Re: MD array keeps resyncing after rebooting

Martin Wilck <mwilck@xxxxxxxx> · Thu, 01 Aug 2013 20:15:31 +0200

Hello Francis,
> 
> As you noticed the state is "Not Consistent". In my understanding it
> becomes "Consistent" when  the array is stopped.

Correct.

> I checked during the shudown process that the array is correctly
> stopped since at that point I got:
> 
> # mdadm -E /dev/sda | egrep "state"
>         state[0] : Optimal, Consistent
>    init state[0] : Fully Initialised

This looks as it should, actually. This looks as if md is doing what
it's supposed to.

> After rebooting, it appears that the BIOS changed a part of VD
> GUID[0]. I'm not sure if that can confuse the kernel and if it's the
> reason why the kernel shows:
> 
>     [  832.944623] md/raid1:md126: not clean -- starting background
> reconstruction

The BIOS obviously changes the meta data. The GUID itself shouldn't be
the problem as long as it's consistently changed everywhere, but it's
certainly strange to change it - it's meant to be constant and unique
for this array.

It would be important to see the state of the meta data after md
shutdown and immediately after boot (before md actually starts), so that
we can exactly see what the BIOS has done.

> but this is obviously where a resync is triggered during each reboot
> whatever the initial state of the array. The kernel message is
> actually issued by drivers/md/raid1.c, in particular:
> 
>         if (mddev->recovery_cp != MaxSector)
>                 printk(KERN_NOTICE "md/raid1:%s: not clean"
>                        " -- starting background reconstruction\n",
>                        mdname(mddev));
> 
> I don't understand the condition and how a resync can be triggered there.

The kernel is just reacting to something it has been told by
mdadm/mdmon. mdadm, in turn, just reads the meta data.
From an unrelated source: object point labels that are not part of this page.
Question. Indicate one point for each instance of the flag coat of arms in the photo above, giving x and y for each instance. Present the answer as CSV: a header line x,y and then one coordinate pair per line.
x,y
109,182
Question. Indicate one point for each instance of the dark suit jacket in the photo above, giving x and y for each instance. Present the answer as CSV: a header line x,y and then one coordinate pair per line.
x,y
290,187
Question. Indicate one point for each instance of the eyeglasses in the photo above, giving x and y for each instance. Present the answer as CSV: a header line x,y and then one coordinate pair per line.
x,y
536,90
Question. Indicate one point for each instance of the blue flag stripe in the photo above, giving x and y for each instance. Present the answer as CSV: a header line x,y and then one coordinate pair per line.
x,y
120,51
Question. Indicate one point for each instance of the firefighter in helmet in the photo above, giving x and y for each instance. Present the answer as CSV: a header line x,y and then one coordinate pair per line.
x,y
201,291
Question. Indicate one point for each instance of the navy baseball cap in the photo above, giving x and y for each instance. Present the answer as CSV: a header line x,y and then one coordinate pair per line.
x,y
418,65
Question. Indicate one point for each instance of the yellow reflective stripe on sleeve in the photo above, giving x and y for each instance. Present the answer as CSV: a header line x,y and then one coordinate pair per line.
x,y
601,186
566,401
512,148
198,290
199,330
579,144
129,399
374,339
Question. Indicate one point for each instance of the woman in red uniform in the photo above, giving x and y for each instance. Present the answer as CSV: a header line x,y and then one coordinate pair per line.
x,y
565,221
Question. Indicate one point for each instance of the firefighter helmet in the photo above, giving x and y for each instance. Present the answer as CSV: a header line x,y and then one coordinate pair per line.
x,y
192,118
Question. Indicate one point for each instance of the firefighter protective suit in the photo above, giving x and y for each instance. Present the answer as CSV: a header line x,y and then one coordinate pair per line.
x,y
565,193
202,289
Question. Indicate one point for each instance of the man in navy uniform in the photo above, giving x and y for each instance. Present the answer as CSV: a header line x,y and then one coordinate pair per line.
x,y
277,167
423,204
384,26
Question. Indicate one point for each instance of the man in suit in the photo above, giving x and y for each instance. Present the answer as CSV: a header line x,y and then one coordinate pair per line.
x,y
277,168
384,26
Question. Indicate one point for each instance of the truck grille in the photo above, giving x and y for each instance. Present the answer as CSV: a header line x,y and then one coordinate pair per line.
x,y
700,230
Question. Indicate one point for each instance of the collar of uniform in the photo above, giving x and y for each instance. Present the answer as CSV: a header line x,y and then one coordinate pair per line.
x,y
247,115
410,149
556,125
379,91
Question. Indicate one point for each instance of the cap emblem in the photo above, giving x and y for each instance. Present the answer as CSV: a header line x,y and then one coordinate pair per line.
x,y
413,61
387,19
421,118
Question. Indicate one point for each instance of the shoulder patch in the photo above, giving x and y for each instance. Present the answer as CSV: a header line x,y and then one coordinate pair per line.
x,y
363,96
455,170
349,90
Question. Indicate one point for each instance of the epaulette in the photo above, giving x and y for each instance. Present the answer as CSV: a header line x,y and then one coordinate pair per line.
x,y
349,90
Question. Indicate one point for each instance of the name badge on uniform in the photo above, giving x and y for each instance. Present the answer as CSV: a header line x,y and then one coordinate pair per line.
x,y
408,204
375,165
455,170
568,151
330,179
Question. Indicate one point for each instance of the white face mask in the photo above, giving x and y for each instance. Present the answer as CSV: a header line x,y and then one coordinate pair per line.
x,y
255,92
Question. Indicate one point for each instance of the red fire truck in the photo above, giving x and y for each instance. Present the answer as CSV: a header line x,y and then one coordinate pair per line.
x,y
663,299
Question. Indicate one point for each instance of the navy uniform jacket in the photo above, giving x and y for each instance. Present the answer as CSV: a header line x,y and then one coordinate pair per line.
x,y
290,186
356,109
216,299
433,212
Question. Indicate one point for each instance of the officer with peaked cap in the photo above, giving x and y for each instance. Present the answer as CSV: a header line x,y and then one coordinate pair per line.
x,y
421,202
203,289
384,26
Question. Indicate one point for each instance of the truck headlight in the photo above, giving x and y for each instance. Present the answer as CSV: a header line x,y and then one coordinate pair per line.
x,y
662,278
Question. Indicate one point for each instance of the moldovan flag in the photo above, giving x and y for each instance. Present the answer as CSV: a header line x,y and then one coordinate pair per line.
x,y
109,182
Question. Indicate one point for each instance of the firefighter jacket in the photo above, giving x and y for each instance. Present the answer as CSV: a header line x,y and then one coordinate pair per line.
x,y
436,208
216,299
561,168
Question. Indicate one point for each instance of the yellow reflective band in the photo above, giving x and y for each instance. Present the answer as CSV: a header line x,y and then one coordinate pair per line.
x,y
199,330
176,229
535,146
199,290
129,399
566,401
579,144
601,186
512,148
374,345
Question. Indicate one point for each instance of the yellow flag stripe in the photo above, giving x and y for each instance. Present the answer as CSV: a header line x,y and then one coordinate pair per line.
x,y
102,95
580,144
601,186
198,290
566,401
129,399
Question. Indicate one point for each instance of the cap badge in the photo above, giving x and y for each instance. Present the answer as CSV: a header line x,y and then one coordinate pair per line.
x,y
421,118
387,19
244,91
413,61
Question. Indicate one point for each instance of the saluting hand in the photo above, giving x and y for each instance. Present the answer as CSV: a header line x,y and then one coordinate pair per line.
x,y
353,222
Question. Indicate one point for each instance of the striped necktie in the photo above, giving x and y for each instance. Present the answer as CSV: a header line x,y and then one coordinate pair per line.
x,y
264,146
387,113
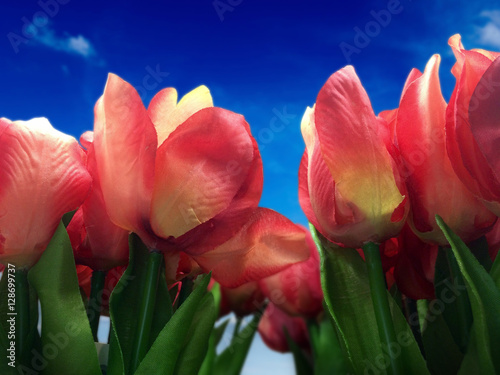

It is highly
likely that the meta data indicated that the array was not, or only
partially, initialized. In this case mdadm will always start a full
reconstruction.

> Oh, this is with kernel 3.4.54.
> 
> Can you (or anyone else) spot something wrong with these information ?

Well, obviously the BIOS made a change to the meta data. Why so? We can
only guess; perhaps something that mdadm wrote to the meta data didn't
please the BIOS code, and it "thought" it needed to do something
differently.

mdadm -E may not be enough here. We need to inspect the raw meta data
1. after BIOS created the array and before mdadm started
2. after mdadm shutdown
3. after BIOS reboot, before mdadm started.
4. (if you have a windows driver, it might be interesting to see how the
meta data looks after windows has shut down after step 1.)

You can dump the metadata with mdadm --dump, but the result is difficult
to handle because it's a sparse image the size of your disk.
Unless all your tools handle sparse files well, you will get stuck.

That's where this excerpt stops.